Even if the problem of talent can be solved, the technology itself still has a very expensive problem of practical and maintenance costs. While using a free, open source Hadoop system, you still need to find a very rare system administrator who has a very low bid. In addition, while there are more and more solutions for backup, recovery, and high usability, managing Hadoop systems is still much more complex than SQL databases.

Today's Hadoop market can be said to be relatively small, and not allow so many startups in the competition.
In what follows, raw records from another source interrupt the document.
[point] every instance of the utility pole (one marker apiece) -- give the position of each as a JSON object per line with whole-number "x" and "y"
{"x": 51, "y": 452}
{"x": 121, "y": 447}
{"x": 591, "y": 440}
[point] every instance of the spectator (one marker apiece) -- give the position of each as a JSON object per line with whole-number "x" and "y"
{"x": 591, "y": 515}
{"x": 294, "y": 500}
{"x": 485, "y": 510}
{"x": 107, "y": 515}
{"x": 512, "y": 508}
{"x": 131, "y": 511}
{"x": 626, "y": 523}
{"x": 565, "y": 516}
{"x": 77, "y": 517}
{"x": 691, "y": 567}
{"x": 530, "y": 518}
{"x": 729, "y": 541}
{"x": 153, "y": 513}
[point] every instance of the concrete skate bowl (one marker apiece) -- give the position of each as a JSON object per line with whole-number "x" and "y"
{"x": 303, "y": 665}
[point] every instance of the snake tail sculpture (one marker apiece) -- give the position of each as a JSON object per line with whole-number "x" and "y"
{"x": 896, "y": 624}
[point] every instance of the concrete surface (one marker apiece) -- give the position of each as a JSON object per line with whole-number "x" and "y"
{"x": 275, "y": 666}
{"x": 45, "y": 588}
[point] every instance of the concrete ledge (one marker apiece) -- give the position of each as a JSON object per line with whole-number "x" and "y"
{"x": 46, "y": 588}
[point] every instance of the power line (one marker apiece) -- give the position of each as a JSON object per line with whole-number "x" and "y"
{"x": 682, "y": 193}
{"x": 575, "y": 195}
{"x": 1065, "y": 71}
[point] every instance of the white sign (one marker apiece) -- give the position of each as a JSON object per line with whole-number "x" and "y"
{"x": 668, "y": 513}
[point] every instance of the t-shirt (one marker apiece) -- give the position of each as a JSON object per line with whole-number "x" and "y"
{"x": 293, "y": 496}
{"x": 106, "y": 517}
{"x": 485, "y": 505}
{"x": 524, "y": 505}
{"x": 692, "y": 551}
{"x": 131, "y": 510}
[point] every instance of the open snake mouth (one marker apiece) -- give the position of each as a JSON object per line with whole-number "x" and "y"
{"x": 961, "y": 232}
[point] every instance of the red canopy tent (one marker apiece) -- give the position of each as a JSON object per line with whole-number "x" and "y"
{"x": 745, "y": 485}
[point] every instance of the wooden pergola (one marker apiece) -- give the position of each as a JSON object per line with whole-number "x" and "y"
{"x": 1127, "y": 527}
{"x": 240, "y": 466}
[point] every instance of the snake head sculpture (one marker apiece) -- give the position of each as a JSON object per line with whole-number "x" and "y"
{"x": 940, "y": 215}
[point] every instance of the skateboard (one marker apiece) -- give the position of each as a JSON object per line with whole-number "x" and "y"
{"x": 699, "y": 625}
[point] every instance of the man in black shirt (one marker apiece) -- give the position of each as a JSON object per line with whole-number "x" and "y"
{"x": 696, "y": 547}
Our analysis shows that companies that really pay for big data are concentrated in a small number of large companies, so the final winners should be those that have a foothold in the market. We can also see this from the recent hortonworks in the stock market (note: The stock price is $11 and the market value has evaporated by more than half since it was listed).

This will directly lead to the acquisition or merger of some hadoop companies. Finally, if the company can not only support the most basic mapreduce, but also the public cloud pricing model, transactions, pure memory processing, real-time analysis and SQL, and so on, then customers can no longer to have a lot of different disposable systems and worry. In the end, like the former relational database companies are replaced by application companies (such as Oracle), these companies directly provide some big data-driven solutions, can be directly applied in the Internet of things, customer relationship management, supply chain and even some industry-specific applications, such as logistics management and even financial fraud detection.

The road is long

As you can see, there is a lot of room for growth and change in the big data market. Our analysis shows that the following aspects can help make these growth a reality. First, Hadoop can move into more vertical and midsize companies, second, the number of people in Hadoop needs to grow, and then improve the analytics system to make it easier for more people who already know SQL to use Hadoop tools. Finally, after the merger of the company if it can be transformed into an application as the main product of the company should be a smile to the final winner.

Open Big Data to learn the road of the long way to repair

Related Article

Contact Us

The content source of this page is from Internet, which doesn't represent Alibaba Cloud's opinion; products and services mentioned on that page don't have any relationship with Alibaba Cloud. If the content of the page makes you feel confusing, please write us an email, we will handle the problem within 5 days after receiving your email.

If you find any instances of plagiarism from the community, please send an email to: info-contact@alibabacloud.com and provide relevant evidence. A staff member will contact you within 5 working days.

A Free Trial That Lets You Build Big!

Start building with 50+ products and up to 12 months usage for Elastic Compute Service

  • Sales Support

    1 on 1 presale consultation

  • After-Sales Support

    24/7 Technical Support 6 Free Tickets per Quarter Faster Response

  • Alibaba Cloud offers highly flexible support services tailored to meet your exact needs.